Incidents

Learn how Runframe manages incidents from detection to postmortem.

Overview

An incident is an unplanned disruption or degradation of service that affects your users. Runframe provides a complete incident management system that helps your team respond quickly, communicate effectively, and learn from every incident.

What you get with every incident

Feature	Benefit
Dedicated Slack channel	Focused coordination without noise
Automatic assignments	Right people notified immediately
SLA tracking	Clear deadlines for acknowledgment and resolution
Status updates	Everyone stays informed automatically
Escalation safeguards	Incidents never fall through the cracks
Postmortem workflow	Capture learnings while they’re fresh

Incident lifecycle

Every incident in Runframe follows a structured lifecycle:

Stage	Status	What happens
Detection	—	Incident identified, pager triggered
Acknowledged	`investigating`	Responder assigned, investigating root cause
Identified	`identified`	Root cause known, working on fix
Monitoring	`monitoring`	Fix deployed, watching stability
Resolved	`resolved`	Incident over, normal operation restored
Closed	—	Channel archived, documentation complete

Status changes

Update incident status with Slack commands or the web dashboard:

/inc move investigating
/inc move identified
/inc move monitoring
/inc move resolved

Each status update:

Posts to the incident channel
Updates the dashboard incident detail page
Records timestamps for MTTA (Mean Time to Acknowledge) and MTTR (Mean Time to Resolve) analytics

Use /inc resolve for complete workflow

/inc move resolved updates the status but doesn’t complete the incident workflow.
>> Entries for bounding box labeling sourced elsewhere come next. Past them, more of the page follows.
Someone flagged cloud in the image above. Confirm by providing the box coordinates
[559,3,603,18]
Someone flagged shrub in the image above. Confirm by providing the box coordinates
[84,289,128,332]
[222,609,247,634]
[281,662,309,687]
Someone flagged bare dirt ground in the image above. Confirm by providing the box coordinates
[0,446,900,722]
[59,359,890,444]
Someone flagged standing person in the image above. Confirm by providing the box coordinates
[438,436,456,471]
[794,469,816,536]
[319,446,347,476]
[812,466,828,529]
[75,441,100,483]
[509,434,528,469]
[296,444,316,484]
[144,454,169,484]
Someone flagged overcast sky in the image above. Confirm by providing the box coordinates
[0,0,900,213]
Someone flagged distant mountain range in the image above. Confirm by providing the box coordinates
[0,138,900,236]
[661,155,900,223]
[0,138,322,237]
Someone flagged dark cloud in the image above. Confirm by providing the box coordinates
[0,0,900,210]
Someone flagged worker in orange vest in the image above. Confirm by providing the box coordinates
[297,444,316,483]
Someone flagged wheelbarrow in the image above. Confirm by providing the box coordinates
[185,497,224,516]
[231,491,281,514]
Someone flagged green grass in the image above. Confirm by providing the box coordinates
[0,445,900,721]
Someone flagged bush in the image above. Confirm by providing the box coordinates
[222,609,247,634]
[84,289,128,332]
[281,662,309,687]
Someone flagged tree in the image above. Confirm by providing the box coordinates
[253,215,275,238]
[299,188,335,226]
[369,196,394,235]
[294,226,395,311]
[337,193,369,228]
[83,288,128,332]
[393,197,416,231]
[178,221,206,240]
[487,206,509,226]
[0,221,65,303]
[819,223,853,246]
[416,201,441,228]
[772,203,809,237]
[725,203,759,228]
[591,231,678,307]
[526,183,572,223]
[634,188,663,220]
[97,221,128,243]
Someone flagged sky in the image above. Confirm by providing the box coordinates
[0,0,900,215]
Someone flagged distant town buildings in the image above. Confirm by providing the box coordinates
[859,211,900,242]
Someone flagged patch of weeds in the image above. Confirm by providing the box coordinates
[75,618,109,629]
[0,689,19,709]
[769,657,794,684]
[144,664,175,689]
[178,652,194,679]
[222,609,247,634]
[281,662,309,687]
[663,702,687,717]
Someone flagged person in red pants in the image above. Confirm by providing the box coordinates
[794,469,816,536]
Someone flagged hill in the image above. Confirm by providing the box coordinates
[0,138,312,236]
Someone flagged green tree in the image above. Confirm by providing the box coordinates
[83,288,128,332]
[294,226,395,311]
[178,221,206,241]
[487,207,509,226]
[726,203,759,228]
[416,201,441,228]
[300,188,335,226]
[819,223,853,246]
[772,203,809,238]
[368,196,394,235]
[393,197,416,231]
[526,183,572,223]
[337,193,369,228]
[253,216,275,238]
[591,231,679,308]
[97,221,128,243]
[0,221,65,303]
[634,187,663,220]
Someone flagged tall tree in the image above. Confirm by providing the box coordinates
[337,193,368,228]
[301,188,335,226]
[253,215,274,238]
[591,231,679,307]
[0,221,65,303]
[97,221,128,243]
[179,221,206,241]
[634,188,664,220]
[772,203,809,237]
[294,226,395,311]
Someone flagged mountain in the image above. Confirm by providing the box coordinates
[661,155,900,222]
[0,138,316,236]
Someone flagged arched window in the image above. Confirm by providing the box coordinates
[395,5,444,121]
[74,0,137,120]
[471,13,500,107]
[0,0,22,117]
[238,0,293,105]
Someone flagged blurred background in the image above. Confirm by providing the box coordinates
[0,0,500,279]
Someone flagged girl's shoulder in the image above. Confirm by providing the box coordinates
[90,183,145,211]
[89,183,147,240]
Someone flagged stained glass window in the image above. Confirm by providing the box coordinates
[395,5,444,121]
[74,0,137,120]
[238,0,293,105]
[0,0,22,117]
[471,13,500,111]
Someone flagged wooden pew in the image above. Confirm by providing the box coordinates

Use /inc resolve to properly close and generate postmortem prompts.

Severity levels

Runframe uses five severity levels to classify incidents. Severity determines:

SLA deadlines for acknowledgment and resolution
Escalation timing and paths
Who gets notified and how (Slack DM, SMS, email)
Whether a postmortem is required

Severity definitions

Name	Also Known As	Definition	Typical SLA	Postmortem
Critical (SEV0)	P0	Complete service outage or data loss	5 min / 30 min	Required
High (SEV1)	P1	Major feature broken, significant user impact	15 min / 1 hour	Required
Medium (SEV2)	P2	Degraded performance, partial user impact	30 min / 4 hours	Recommended
Low (SEV3)	P3	Minor issue, workaround exists	1 hour / 1 day	Optional
Pre-emptive (SEV4)	P4	Cosmetic issue, no user impact	4 hours / 3 days	Skip

Choosing severity

Avoid severity fatigue

Reserve Critical and High for true emergencies. Overusing high severities leads to alert fatigue and slower response when it really matters.

Critical (SEV0 / P0)

Complete service outage
Data loss or corruption
Security breach
Complete loss of authentication

High (SEV1 / P1)

Major feature completely broken
Significant performance degradation affecting all users
Inability to process payments or critical transactions
No workaround available

Medium (SEV2 / P2)

Degraded performance for some users
Feature partially broken but workaround exists
Increased error rates but core functionality works
Single region or service impact

Low (SEV3 / P3)

Minor bug affecting few users
Performance impact that doesn’t block workflows
Admin or internal tool broken
Clear workaround available

Pre-emptive (SEV4 / P4)

Typo or cosmetic issue
Documentation error
Feature request disguised as incident
No functional impact

Changing severity

Adjust severity as you learn more using friendly names:

/inc severity critical
/inc severity high
/inc severity medium
/inc severity low
/inc severity pre-emptive

Or use SEV notation:

/inc severity SEV0
/inc severity SEV1
/inc severity SEV2
/inc severity SEV3
/inc severity SEV4

Severity changes update SLAs

When you change severity, Runframe recalculates acknowledgment and resolution deadlines. Escalation policies may be re-evaluated.

SLAs and escalation

Runframe automatically tracks SLA deadlines for every incident based on severity.

SLA deadlines

SLA Type	Definition
Acknowledgment	Time to first responder assignment
Resolution	Time to incident resolved status

SLA countdown

Every incident channel displays a live SLA countdown:

Green: On track, more than 50% of SLA remaining
Yellow: Approaching deadline, less than 50% of SLA remaining
Red: SLA breached or imminent

Automatic escalation

When SLAs are breached, Runframe triggers escalation policies:

First escalation - Notify incident lead or manager
Second escalation - Page backup on-call or escalate to wider team
Executive escalation - For Critical/High incidents exceeding resolution SLA

Configure escalation policies in Settings or /guides/escalations.

Incident roles

For larger incidents, assign specific roles to clarify responsibilities:

/inc assign @username --role lead
/inc assign @username --role comms
/inc assign @username --role operations

Role	Responsibility	Skills
Incident Lead	Overall coordination, status updates, escalation decisions	Communication, decisiveness
Comms Lead	Customer notifications, stakeholder updates, public statements	Clear writing, customer empathy
Operations Lead	Technical investigation, fix deployment, verification	Technical depth, system knowledge

Role assignment is optional

For smaller incidents, a single responder often handles all responsibilities. Use roles for complex or high-severity incidents.

Customer impact

Track whether an incident affects customers:

Customer-impacting incidents get higher visibility in dashboards
SLAs may differ for customer-impacting vs. internal incidents
Communication templates differ based on customer impact

Mark incidents as customer-impacting when creating or editing from the dashboard.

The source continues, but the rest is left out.